Deploying Vaultwarden
Commence the installation by configuring a new stack in Portainer using Docker-Compose:
version: "3"
networks:
internal:
external: false
services:
vaultwarden:
container_name: vaultwarden
image: vaultwarden/server
restart: unless-stopped
volumes:
- /path-to-folder:/data # Modify to the actual folder path on your NAS e.g., /volume1/docker/vaultwarden-data:/data
ports:
- 1234:80 # Change the left side port as needed
- 3012:3012 # Change the left side port as needed
environment:
- WEBSOCKET_ENABLED=true # Enables real-time sync
- ADMIN_TOKEN=secure password # Admin login token
networks:
- internal
If utilizing a proxy manager on the DiskStation, integrate the proxy manager’s network and omit the port configurations.
After stack creation, monitor the container’s log to confirm the server is operational.
Configuring Vaultwarden
Establishing a Proxy
Setting up a proxy host varies depending on the reverse proxy used. Here’s how it could look with Caddy:
# Input your domain here
vaultwarden.domain.de {
encode gzip
# Reference ports from docker-compose.yml and NAS IP
reverse_proxy /notifications/hub/negotiate 192.123.123.40:1234
# Websocket port from docker-compose.yml
reverse_proxy /notifications/hub 192.123.123.40:3012
# Redirect to the first port again
reverse_proxy 192.123.123.40:1234
}
For Nginx Proxy Manager:
Secure Vaultwarden with a Let’s Encrypt SSL certificate.
Configure advanced settings accordingly:
# location /admin {
# return 404;
# }
location / {
proxy_pass http://192.123.123.40:1234;
proxy_set_header Host $host;
proxy_set_header X-Real-IP $remote_addr;
proxy_set_header X-Forwarded-For $proxy_add_x_forwarded_for;
proxy_set_header X-Forwarded-Proto $scheme;
}
location /notifications/hub {
proxy_pass http://192.123.123.40:3012;
proxy_set_header Upgrade $http_upgrade;
proxy_set_header Connection "upgrade";
}
location /notifications/hub/negotiate {
proxy_pass http://192.123.123.40:1234;
proxy_set_header Host $host;
proxy_set_header X-Real-IP $remote_addr;
proxy_set_header X-Forwarded-For $proxy_add_x_forwarded_for;
proxy_set_header X-Forwarded-Proto $scheme;
}
Adjust ports and IP addresses as required.
Initial Setup and User Management
Navigate to the URL to register a new user account.
Access admin settings using the admin token from docker-compose.yml by appending /admin to the URL. Configure the domain under “General Settings” and manage user registration options here.

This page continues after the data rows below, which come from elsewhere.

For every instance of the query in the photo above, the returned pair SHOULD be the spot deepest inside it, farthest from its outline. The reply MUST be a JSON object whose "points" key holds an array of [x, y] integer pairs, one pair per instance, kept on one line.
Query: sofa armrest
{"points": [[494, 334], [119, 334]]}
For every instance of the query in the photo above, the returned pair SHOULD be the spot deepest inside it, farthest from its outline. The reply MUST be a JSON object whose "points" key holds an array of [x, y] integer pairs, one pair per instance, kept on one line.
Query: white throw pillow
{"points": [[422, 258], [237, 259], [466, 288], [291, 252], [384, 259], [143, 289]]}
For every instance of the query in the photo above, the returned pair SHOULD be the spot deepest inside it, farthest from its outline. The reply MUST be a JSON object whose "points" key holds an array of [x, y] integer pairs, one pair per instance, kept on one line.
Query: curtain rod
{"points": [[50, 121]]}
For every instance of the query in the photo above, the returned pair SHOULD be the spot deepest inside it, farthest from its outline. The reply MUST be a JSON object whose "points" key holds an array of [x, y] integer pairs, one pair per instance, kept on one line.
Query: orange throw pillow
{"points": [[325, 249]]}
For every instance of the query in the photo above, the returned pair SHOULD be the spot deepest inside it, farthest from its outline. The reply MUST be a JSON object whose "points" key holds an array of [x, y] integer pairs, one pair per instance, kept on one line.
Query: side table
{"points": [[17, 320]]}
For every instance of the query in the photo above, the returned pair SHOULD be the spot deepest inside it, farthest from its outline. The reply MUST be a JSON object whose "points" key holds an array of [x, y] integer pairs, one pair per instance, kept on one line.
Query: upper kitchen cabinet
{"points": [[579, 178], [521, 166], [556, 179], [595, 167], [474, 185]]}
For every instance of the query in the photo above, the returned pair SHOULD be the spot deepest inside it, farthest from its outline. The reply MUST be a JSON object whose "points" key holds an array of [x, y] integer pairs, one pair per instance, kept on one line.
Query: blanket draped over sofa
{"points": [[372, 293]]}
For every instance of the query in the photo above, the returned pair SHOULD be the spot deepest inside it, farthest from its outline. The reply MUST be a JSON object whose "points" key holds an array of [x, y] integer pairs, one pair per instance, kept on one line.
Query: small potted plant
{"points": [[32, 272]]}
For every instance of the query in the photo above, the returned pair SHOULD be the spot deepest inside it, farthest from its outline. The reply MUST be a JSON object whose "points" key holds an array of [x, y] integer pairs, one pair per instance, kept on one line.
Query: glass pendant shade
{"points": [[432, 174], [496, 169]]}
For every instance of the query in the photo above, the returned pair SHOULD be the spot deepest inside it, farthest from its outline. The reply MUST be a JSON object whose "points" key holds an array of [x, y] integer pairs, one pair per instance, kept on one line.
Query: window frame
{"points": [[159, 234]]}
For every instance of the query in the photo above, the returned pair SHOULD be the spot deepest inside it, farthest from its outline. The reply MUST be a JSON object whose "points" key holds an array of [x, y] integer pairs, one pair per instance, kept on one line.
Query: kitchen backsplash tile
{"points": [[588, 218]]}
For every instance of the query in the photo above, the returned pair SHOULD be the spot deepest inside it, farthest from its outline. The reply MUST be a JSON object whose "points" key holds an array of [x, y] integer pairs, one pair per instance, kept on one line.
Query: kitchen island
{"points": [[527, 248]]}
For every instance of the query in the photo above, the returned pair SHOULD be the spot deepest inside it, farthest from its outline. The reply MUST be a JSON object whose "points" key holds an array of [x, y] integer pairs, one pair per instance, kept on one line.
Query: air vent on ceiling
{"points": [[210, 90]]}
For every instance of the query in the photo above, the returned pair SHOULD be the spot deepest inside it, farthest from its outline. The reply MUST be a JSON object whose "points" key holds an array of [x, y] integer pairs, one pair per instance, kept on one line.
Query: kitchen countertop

Set up “SMTP Email Settings” to enable Vaultwarden to send emails.
Invite new users under the “Users” section.
Optionally, secure the admin area by uncommenting the relevant lines in your proxy manager’s settings:
location /admin {
return 404;
}
[...]
Keeping Vaultwarden Up-to-Date
Updates are straightforward with Portainer. All you have to do is recreate the stack. To do this, go to the stack editor in Portainer and click “Update the stack”. Select that the image should be rebuilt.
If there is a new release, this should be downloaded and started using the procedure.
Summing Up
Vaultwarden stands out as a viable Bitwarden alternative, with simple installation and convenient administration for multiple users. While reverse proxy configuration adds complexity, it’s manageable with clear instructions. May this guide serve you well in bolstering your digital security.